Следом за Юрой вышла тетя Катя. Ее муж в шахте погиб лет более десяти назад.

— Братья и сестры. Я тоже не могу молчать. Вот уже 12 лет, как дом мой посетила скорбь. Вы знаете это...

Сестра замолчала, подбородок ее задрожал, она стала кусать свои губы, силясь не расплакаться. И вот, собравшись духом, продолжала:

— Думали мы с Федей деток растить, а пришлось одной. Но в этих скорбях Бог послал ангела Своего, и тот помогал. Каждый месяц в почтовом ящике первого числа я находила конверт, и в нем 50 рублей. Как это получалось, откуда деньги, я не знала. Обычно они появлялись утром. И вот мы стали следить, кто же приносит эти конверты. Поблагодарить хотелось, Бога за него прославить. Все не буду рассказывать, только скажу, дети мои как-то всю ночь по очереди дежурили и выследили все ж. Этим ангелом оказался брат Кузнецов Андрей Пантелеич. Когда дети подросли, это года четыре назад, он стал по сто рублей класть в конверт. Не выдержала, подошла я к нему. Спасибо, говорю, брат, пусть Бог воздаст тебе! А он говорит: “Я, сестра Катя, дара особого не имею. Проповедовать не могу, нынче молодежь хорошо, грамотно проповедует. Петь тоже не могу. А скоро пред Господом представать. С чем? Одни только прялки могу делать. Вот и тружусь потихоньку, чтоб бесплодным не быть.”

Тетя Катя не могла больше говорить, зарыдала, но после некоторых усилий все же сквозь слезы выдавила:

— Спасибо тебе, Андрей Пантелеич, спасибо тебе!

Никто вокруг могилы не оставался равнодушным, все плакали. Запричитала жена умершего, тоже какие-то добрые слова о нем говорила, но я не мог больше. Я рыдал навзрыд. Совесть жгла меня адским огнем. Как я мог столько времени судить этого святого старичка, как не разглядел в нем ничего доброго? Да какое ж у меня сердце? Какой же я христианин? Я просто фарисей, а еще думал что-то о себе.
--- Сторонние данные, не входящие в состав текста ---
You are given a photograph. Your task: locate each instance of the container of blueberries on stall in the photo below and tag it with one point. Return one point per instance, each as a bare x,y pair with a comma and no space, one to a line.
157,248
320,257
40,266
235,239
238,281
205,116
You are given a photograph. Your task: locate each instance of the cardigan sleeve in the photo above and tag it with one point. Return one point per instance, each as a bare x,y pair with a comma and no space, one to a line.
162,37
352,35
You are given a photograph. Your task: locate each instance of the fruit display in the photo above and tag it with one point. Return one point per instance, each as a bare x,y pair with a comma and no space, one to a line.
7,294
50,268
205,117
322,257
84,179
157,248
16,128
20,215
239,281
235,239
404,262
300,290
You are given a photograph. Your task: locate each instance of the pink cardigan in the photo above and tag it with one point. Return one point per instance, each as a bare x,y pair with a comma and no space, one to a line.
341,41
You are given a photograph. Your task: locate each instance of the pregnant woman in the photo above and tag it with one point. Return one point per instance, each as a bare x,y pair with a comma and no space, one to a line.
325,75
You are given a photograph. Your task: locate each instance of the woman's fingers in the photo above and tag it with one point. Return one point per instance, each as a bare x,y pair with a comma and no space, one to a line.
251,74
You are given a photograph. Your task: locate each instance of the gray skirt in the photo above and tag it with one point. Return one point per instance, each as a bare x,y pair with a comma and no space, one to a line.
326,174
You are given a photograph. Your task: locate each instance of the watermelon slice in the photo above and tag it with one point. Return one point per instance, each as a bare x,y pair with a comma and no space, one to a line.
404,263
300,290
Долго я ходил по кладбищу между могил, сокрушаясь о своем состоянии. Только в сумерках пришел домой, но и дома не имел покоя. Поделился с женой, молились вместе, но все ж покоя не было. Совесть судила и ночью, и весь последующий рабочий день. После работы ноги сами повернули на городское кладбище. Я искал встречи с Пантелеичем, искал встречи с ним, искал покоя.
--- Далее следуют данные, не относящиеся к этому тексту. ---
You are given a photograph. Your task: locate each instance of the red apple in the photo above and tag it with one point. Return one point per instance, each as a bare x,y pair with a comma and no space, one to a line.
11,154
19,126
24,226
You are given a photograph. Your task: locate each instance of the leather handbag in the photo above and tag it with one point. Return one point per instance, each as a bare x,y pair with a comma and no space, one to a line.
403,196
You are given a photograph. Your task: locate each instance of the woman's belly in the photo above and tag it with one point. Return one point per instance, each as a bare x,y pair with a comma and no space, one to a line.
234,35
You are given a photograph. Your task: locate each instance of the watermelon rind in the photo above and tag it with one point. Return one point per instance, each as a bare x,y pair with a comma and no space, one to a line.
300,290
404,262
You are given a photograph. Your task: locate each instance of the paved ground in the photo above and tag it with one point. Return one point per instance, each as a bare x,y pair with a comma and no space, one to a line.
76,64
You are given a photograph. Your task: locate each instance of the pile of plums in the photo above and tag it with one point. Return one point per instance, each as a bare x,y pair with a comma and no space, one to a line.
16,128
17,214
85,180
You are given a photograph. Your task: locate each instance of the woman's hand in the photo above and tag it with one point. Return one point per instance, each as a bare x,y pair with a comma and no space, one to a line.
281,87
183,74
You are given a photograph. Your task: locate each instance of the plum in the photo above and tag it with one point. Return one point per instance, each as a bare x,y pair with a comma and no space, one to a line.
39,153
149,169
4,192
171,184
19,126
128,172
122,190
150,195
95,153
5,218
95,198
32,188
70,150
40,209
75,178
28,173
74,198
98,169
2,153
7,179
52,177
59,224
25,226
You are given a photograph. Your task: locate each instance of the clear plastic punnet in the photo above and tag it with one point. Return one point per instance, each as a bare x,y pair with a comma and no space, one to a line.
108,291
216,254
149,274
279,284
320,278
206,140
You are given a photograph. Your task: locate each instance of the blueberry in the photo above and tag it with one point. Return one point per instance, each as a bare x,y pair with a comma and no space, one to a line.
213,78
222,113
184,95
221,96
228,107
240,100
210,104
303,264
Вот она, свежая могила его, самая святая. Венки: "Дорогому брату в Господе", "Любимому дедушке". А я не любил его при жизни, еще на прошлой неделе он жил, я мог посетить его, помириться с ним, услышать его добрый совет, но я его не любил... Я презирал его. Как я мог?

К горлу опять подкатал комок, слезы подступили, земля поплыла перед глазами. Я упал на колени на мягкую землю, закрыл глаза и застонал:

— Прости, дорогой брат Пантелеич! Как я хочу быть похожим на тебя. Прости, дорогой. Я люблю тебя сейчас так, как никогда не любил при жизни. Господь, прости меня! Облегчи мое сердце!